We have a beautiful, one hundred plus year old White Oak in our backyard.  After a lot of Oaks fell in the park during one of the recent thunderstorms, our new neighbors have taken to texting me about the tree.  We have it serviced annually.  They prune any dead limbs and assess the health of the tree.  My new neighbors want to pay for someone to look at it.  I find it intrusive and let them know (nicely) that we already have an appointment set up for that.  I thought to myself about their towering chimney that leaned precariously for nearly a year, looking as though any minute it might crash down.  Did I text?  No.  I figured they'd handle it and if they didn't, homeowner's insurance would.  I've noticed mixed reactions to our tree over the last twelve years.  Some neighbors love it.  Other neighbors, generally those that moved in from condo or suburban communities seem to fear it, preferring a gas station landscaping-look for one of the leafier neighborhoods in Atlanta.  Yesterday, I was planting some stuff near the fence line in our backyard.  An older woman started talking through the fence, letting me know that she lived in the condos nearby and was watering the yard for our new neighbor.  
"I heard from her that the tree might need to come down!"  she announced merrily.
You are looking a little long in the tooth yourself you old hag, I thought, before letting her know it was being assessed and that we really hoped not.  Something about the thought of that tree having to come down fills me with sadness.  It's as though everything around me is changing and dying. 

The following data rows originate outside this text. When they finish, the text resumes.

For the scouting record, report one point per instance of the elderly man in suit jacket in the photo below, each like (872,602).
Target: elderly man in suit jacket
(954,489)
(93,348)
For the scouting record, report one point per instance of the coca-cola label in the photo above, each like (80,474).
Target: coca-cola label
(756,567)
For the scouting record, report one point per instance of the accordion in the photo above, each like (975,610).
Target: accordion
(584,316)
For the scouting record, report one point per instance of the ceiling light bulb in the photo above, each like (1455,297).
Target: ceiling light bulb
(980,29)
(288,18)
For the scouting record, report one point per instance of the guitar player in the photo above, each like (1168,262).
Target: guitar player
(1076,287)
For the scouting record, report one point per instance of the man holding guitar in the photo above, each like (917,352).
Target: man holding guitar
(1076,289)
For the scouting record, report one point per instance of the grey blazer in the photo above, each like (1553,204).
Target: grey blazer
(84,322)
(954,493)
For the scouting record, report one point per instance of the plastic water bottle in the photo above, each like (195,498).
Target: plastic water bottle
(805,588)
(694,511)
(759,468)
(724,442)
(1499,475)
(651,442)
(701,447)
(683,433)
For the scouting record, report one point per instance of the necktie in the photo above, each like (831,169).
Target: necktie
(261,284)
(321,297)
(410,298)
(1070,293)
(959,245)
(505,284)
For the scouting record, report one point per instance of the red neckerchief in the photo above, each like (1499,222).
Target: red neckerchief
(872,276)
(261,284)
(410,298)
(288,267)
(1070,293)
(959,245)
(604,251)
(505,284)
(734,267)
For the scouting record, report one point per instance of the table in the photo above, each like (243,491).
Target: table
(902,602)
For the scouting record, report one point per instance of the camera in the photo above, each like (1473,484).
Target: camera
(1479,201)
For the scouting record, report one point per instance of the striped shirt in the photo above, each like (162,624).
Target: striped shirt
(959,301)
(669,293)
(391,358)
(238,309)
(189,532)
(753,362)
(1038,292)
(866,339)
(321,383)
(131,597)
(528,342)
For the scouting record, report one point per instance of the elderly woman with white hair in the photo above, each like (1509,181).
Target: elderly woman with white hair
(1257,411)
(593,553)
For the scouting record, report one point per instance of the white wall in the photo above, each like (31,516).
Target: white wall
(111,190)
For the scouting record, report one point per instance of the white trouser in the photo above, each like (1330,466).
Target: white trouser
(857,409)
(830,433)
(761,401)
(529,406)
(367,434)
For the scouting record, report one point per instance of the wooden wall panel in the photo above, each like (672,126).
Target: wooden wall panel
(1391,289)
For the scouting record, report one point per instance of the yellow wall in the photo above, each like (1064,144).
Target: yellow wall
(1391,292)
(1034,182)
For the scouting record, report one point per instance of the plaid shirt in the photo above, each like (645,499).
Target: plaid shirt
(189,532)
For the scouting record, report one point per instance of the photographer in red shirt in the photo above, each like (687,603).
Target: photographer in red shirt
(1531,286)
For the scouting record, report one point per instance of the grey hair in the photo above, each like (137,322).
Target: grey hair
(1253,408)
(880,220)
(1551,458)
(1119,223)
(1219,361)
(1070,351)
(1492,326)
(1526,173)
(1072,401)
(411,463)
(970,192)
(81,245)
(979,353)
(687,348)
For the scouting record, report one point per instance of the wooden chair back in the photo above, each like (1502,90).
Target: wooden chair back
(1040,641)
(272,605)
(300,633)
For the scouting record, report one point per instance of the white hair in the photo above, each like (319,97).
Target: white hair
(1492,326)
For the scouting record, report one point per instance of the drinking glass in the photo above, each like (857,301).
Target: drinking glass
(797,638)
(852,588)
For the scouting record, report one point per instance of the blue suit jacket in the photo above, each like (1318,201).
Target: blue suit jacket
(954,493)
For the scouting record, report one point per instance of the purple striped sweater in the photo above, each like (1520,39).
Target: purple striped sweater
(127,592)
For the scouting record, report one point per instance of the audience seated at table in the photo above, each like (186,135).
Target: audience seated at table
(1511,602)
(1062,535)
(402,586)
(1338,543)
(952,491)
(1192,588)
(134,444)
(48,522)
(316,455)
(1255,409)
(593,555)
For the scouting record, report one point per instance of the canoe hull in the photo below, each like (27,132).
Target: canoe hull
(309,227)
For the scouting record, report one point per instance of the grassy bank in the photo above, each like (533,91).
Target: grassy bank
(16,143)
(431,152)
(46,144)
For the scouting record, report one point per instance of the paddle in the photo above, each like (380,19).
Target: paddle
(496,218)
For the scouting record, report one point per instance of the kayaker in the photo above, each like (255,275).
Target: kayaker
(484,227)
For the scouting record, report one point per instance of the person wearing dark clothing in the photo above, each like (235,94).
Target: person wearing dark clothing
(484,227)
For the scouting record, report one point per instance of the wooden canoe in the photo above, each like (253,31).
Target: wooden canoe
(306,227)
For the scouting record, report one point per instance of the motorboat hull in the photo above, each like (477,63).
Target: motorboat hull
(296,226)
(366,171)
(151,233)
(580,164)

It's been a hard year and I have been more than ready to finish it.  Our school was supposed to undergo some sort of major renovation that could last a year and a half.  Instead of waiting until school was out, the renovation began a few weeks ago.  The back area where my trailer is was transformed to an open construction site.  Some how the electricity to my intercom got cut and I stopped receiving announcements at all.  By the last days of school, the construction workers started coming inside the school.  During dismissal on the last day they were up on ladders ripping down ceiling tiles as kids tore through the halls to the waiting buses. As the teachers tried to finish our end of year duties, they began covering the hallways in plastic and plywood as they full-on ripped out the ceiling tiles.  When we came in the next morning for our mandatory post-planning day, the transformation was shocking.  Workers were all over, like bees on a hive.  All the ceiling tiles were gone and long wires hung everywhere.  A teacher slipped on the plastic trying to get in her room.  Others couldn't get in at all because of the stuff on the floors.  Workers stormed around in hard hats and n95s while we wore no protective gear.  A thick white dust hung in the air in the cafeteria.  I walked through it to get to my trailer thinking, Hilary, you are getting cancer right now.  It got so bad in there the workers put huge fans in, blowing the offending dust throughout the whole building.  Asthmatics started pulling out rescue inhalers.  The wifi went out.  The workers started taping shut people's classrooms and said they were cutting the electricity soon.  Some alarm beeped endlessly in the front office which was also covered in boxes.  Only one administrator was there and she was trying to do everything.  I ran out to my trailer, which I had to leave unlocked because they had taken our keys and key cards away the previous day.  A coworker had piled stacks of personal shit under my desk and inside the cabinets of my carefully packed trailer.  About two and a half hours into the debacle the admin texted me and said she was checking people out, approximately five hours early.  
"I know you can't get the intercom messages so I said to myself, girl you better text her."  she told me.  

I handed in my checklist and half-ran to the car, my classroom globe in hand.  I pulled away and up the hill without even looking in the rearview mirror.